19日に発表された「ミシュランガイド」東京版」、何と2つの寿司店に三つ星が付いた事が大きな話題になっている。
私自身高級寿司店など全く無縁、皿が回らない寿司店に行くのは年に2~3回あれば多い方だが、「プロの仕事」という面で興味があり、最近購入した文庫本でこの二店が紹介されていて驚いた。
しかもこの二店、親方は師弟関係にあり、そのあたりの詳しいいきさつもこの本を読むと良く分かる。
まあ詳しくは読んでいただくのが一番だが、この本を読んでいくに従って「プロが教える仕事の奥義」みたいなものが伝わってくる様な気がするのは私だけだろうか?
一つはまず基礎をしっかりやって一定水準を確実にキープする。しかる後にある程度のチャレンジも試みる。そして自らのキャラを強調せずとも、普通の事を普通にやって客を唸らせる・・・。

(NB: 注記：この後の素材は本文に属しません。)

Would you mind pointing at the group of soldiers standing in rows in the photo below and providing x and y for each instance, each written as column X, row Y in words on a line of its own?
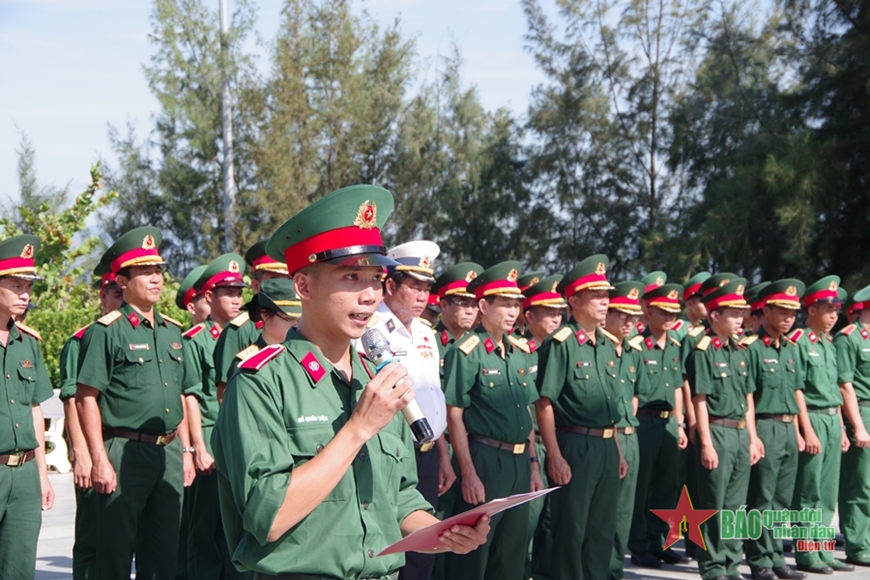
column 262, row 443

こういう親方たちには色々面白いエピソードがあり、例えば「お金は不幸から自分を守ってくれるが、沢山あっても幸せになれる訳じゃない」という名言を吐いたり、某大企業のの秘書課から来た「うちの役員がお宅の寿司を食べたいので勘定は会社の方に」という話にキレて「はじめてのお客様にはツケは致しません」と敢然と断ったり、「ネタは良い物から先に使います。大事に取っておいても残る時は残るんですから」という真っ当だけどなかなか思い切れないポリシーを持っていたり、とにかく人間としてホンモノのオーラが出ていて、読む方も思わず身が引き締まるのである。

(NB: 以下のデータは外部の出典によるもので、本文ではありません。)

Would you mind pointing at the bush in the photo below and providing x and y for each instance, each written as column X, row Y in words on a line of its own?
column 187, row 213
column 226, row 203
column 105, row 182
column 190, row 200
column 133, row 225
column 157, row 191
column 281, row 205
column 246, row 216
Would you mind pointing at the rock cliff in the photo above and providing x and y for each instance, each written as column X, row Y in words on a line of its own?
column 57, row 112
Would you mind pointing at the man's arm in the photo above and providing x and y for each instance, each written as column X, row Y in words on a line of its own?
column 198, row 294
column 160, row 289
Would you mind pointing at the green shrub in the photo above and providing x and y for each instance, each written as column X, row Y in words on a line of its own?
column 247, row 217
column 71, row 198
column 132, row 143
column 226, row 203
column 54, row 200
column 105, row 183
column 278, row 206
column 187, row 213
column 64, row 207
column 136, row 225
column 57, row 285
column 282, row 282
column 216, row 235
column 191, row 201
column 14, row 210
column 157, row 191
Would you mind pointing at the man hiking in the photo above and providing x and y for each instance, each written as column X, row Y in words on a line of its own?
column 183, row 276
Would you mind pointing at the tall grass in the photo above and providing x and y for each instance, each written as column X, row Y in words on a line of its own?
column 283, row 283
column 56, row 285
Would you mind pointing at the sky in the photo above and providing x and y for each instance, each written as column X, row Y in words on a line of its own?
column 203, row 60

最近は何だか日々コツコツ精進しても格好悪いし報われない世の中になりつつあるようでちょっと寂しいが、自分はプロの端くれで居られる様に、何とかやっていきたいものだと思う。
でもそのうち病院ミシュランも出来るかも(笑)。
追記)上記の店に関して「常連客と一見客の差別がひどく、味も以前ほどではない」という話があちこちから出ていた。私はこの文庫本を読んで感想を述べただけで実態は知らないが、やはり「常連客贔屓」というのは絶対良くないと思う。

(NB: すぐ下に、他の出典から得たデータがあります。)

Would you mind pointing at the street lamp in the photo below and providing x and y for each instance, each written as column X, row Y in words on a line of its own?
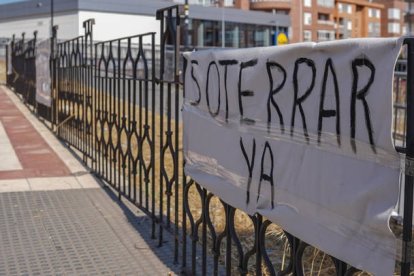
column 223, row 24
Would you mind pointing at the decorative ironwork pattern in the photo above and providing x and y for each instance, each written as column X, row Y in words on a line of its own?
column 118, row 103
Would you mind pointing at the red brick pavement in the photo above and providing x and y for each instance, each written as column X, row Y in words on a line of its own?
column 36, row 157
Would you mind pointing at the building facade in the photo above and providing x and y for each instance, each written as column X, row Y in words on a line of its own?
column 320, row 20
column 121, row 18
column 358, row 19
column 392, row 19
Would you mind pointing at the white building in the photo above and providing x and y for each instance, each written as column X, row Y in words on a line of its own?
column 119, row 18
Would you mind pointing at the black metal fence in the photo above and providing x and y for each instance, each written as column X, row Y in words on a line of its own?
column 118, row 104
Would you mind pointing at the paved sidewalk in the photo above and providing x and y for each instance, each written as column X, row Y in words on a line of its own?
column 55, row 218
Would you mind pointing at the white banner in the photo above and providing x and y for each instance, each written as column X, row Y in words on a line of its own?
column 302, row 135
column 43, row 82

業種が違うので一緒には出来ないが、医療機関の場合、初診の方は不安と緊張でsensitiveになっている事が多く、我々はまず「挨拶」と「笑顔」でお迎えする様心がけている。勿論空いてる時などに長年通院している患者さんと地元言葉で雑談する事もあるが、それはあくまで診察室(待合いスペースとは完全に遮断)内だけであり、新患の方に不快な思いをさせない様配慮している。
まあ何にせよ親しければ親しいなりにきちんと節度を保って付き合わないとダメなんだろうな。